I’m also not completely sold on a lot of the new characters in this story. You’ve got this secret agent named Wax who bangs his bosses wife while under hypnosis and then makes her forget it, a spook named C.C. Rendozzo who’s supposed to be a pretty huge badass, but doesn’t do a whole lot, an incredibly annoying gangster hacker and a pair of BDSM killers who aren’t explained nor are they all that interesting. I’m sure I’m missing a lot by not having read the second volume, but it also seems like a more complete story would have that information slipped in here and there.

On the other hand, there were definitely elements I loved.

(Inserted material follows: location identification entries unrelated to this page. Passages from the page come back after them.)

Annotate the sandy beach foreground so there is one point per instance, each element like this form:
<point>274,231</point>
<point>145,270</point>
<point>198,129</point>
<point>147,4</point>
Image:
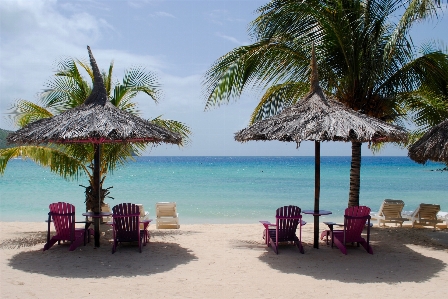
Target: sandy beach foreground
<point>223,261</point>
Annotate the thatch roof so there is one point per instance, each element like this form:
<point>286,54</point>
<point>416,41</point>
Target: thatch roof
<point>432,146</point>
<point>320,119</point>
<point>95,121</point>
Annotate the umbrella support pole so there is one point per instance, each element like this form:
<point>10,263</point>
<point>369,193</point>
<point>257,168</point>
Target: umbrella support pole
<point>97,179</point>
<point>316,192</point>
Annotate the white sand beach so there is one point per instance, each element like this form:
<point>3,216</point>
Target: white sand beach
<point>223,261</point>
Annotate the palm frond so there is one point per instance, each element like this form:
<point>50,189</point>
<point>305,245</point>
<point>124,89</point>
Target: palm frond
<point>278,97</point>
<point>176,127</point>
<point>25,112</point>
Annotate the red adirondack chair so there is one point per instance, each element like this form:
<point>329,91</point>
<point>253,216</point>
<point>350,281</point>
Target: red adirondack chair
<point>287,219</point>
<point>355,219</point>
<point>62,215</point>
<point>126,225</point>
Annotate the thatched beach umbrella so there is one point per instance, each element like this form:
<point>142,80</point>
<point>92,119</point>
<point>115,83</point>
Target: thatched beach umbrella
<point>433,145</point>
<point>320,119</point>
<point>96,121</point>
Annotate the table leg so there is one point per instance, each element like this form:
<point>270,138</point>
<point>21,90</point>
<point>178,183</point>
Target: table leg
<point>316,231</point>
<point>96,221</point>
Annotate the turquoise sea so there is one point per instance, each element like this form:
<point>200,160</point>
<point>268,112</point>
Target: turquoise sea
<point>227,189</point>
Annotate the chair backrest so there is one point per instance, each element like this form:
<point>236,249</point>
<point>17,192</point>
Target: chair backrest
<point>126,221</point>
<point>287,219</point>
<point>427,211</point>
<point>391,208</point>
<point>63,216</point>
<point>355,219</point>
<point>166,209</point>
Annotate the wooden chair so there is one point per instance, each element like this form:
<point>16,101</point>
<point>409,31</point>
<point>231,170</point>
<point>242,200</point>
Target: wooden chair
<point>355,220</point>
<point>426,215</point>
<point>62,215</point>
<point>167,216</point>
<point>287,219</point>
<point>126,225</point>
<point>390,212</point>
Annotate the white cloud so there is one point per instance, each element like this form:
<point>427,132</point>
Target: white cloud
<point>36,34</point>
<point>164,14</point>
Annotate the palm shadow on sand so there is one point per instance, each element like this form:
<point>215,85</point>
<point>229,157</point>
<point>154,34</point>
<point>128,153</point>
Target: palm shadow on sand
<point>392,262</point>
<point>89,262</point>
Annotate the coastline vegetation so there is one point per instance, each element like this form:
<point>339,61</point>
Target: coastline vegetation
<point>69,89</point>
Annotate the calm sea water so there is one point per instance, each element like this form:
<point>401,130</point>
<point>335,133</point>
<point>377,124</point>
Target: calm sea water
<point>228,189</point>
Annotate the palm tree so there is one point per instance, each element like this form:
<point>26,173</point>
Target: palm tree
<point>365,60</point>
<point>69,89</point>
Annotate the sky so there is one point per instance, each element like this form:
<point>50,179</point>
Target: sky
<point>178,40</point>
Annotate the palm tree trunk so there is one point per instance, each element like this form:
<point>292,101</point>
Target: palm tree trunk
<point>355,174</point>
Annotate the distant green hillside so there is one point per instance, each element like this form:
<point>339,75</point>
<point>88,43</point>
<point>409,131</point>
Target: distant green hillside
<point>3,134</point>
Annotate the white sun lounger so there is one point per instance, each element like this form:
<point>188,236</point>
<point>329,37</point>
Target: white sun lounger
<point>426,215</point>
<point>389,212</point>
<point>167,216</point>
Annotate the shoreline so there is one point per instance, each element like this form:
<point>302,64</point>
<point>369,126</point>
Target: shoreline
<point>223,261</point>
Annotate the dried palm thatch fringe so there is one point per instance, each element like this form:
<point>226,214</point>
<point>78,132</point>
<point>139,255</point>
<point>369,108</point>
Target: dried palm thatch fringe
<point>320,119</point>
<point>432,146</point>
<point>95,121</point>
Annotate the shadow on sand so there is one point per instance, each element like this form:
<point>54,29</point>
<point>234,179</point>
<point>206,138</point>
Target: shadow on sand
<point>393,260</point>
<point>90,262</point>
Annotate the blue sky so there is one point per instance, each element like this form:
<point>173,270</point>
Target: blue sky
<point>178,40</point>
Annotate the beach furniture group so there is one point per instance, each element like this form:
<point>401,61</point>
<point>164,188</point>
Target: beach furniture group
<point>62,215</point>
<point>289,222</point>
<point>355,220</point>
<point>390,212</point>
<point>287,219</point>
<point>166,215</point>
<point>129,222</point>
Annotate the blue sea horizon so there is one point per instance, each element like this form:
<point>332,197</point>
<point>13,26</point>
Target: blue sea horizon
<point>228,189</point>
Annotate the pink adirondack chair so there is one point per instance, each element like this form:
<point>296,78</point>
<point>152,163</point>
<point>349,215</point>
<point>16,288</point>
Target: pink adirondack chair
<point>126,225</point>
<point>62,215</point>
<point>287,219</point>
<point>355,219</point>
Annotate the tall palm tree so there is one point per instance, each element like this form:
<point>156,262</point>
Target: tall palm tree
<point>69,89</point>
<point>365,60</point>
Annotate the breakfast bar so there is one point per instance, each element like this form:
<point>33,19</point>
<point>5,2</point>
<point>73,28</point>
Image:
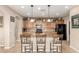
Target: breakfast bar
<point>49,39</point>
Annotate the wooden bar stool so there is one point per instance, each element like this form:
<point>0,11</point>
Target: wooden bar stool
<point>41,42</point>
<point>56,44</point>
<point>26,43</point>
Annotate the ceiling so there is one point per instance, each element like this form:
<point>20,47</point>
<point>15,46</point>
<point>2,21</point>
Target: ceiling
<point>42,10</point>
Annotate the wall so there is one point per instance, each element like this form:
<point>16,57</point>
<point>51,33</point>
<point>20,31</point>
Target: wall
<point>7,33</point>
<point>74,32</point>
<point>66,21</point>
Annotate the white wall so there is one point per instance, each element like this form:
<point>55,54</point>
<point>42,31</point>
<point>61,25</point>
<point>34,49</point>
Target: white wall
<point>66,21</point>
<point>7,32</point>
<point>74,32</point>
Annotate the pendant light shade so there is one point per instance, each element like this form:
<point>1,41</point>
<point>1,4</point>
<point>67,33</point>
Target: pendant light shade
<point>49,20</point>
<point>32,20</point>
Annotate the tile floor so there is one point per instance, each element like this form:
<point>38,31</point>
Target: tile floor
<point>17,49</point>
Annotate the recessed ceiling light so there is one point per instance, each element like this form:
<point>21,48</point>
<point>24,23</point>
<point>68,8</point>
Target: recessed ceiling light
<point>28,14</point>
<point>57,14</point>
<point>32,20</point>
<point>48,20</point>
<point>66,7</point>
<point>43,14</point>
<point>22,7</point>
<point>39,8</point>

Casey went into brand new territory as far as I know with the corporate angle, I just wish I could have seen where it was all leading. Casey also took one of the WildStorm’s biggest badasses, Grifter, and put him in a wheelchair which didn’t make him any less dangerous. I like seeing characters out of their element, but still figuring out a way to do what they do, and without giving too much away, he certainly does. There’s even a solid amount of action and pacing at the end of the second volume that’s a joy to read as GrifterTron and some of his new friends lay siege on the Coda warrior women to save Zealot.

Reading these two volumes reminded me a lot of Ex Machina. Both books take superhero elements but are more about other kinds of drama (corporate and political respectively), both involve lead characters (Spartan and Mitchell) seemingly with humanity’s best interest in mind and both have weak endings. Unlike with Ex Machina, though, I’m definitely keeping these books in my collection. I still have that collecting mentality when it comes to WildStorm U trades. I don’t need to keep them all out on a shelf, but I like to keep them. It’s kind of appealing the idea that most of this universe, from beginning to the-end-for-now is collected and can be read. I’d like to do a reading that’s in chronological order somewhere down the line. Like, maybe when the kid goes to college.